The dark, disturbing film centers around three women striving to find their place at an elite Northeastern university that offers up a sort of redemptive radical inclusion that now promises to forget a past that history won't so easily forget. Master haunts from its opening moments, the entrances of Gail (Regina Hall), Jasmine (Zoe Renee), and Liv (Amber Gray) all marked by a pronounced sense of otherness bleeding through the walls of this revered institution haunted by the ghosts of its past and present. 

All three persevere, at times seeming to reach out toward one another yet never fully seeking connection because it would seem that there are forces at work that seek to deny it. Jasmine is at the core here, a rare Black scholar at a prestigious university now embracing inclusion yet undeniably built upon the haunted foundations of racism and submission. Her all-white welcoming committee reaches out with the sort of polished sheen that instantly feels uncomfortable, a discomfort magnified by word that her assigned room is one of the university's infamous haunted locales where she will reside alongside an entitled white roommate oblivious to her own entitlement. 

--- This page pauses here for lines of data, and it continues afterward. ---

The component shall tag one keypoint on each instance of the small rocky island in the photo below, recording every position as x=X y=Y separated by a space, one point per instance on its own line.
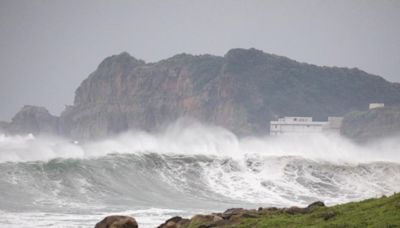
x=241 y=91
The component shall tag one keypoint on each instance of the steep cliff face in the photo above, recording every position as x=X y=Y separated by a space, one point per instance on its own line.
x=372 y=124
x=241 y=91
x=33 y=119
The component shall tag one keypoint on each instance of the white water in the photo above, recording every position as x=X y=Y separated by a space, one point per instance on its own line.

Diallo taps into the existing horror of the story as it unfolds. There's no need to amplify it, not really, but Master finds those places often left underneath the surface and less visible to the naked eye. It's horror, there's no mistaking that, though it's less traditional horror and more deeply ingrained horror more grounded in truth than cinema. This is who we are - Diallo just makes us look at it. 

Master practically submerges us in Jasmine's traumas, Charlotte Hornsby's cinematography enveloping the darkness and forcing us to, at times, squint toward light that may or may not exist. Desperate to survive and even thrive in this setting, Jasmine's increasing sense of alienation becomes our own even while her menace remains unidentified. 

Jasmine's alienation is institutionalized, those who would proclaim inclusion surround her but the inclusion here never recognizes the necessity of equity and belonging, the monsters of the past far more powerful than symbolic gestures and faux inclusion. Jasmine may be present, but there is no inclusion. 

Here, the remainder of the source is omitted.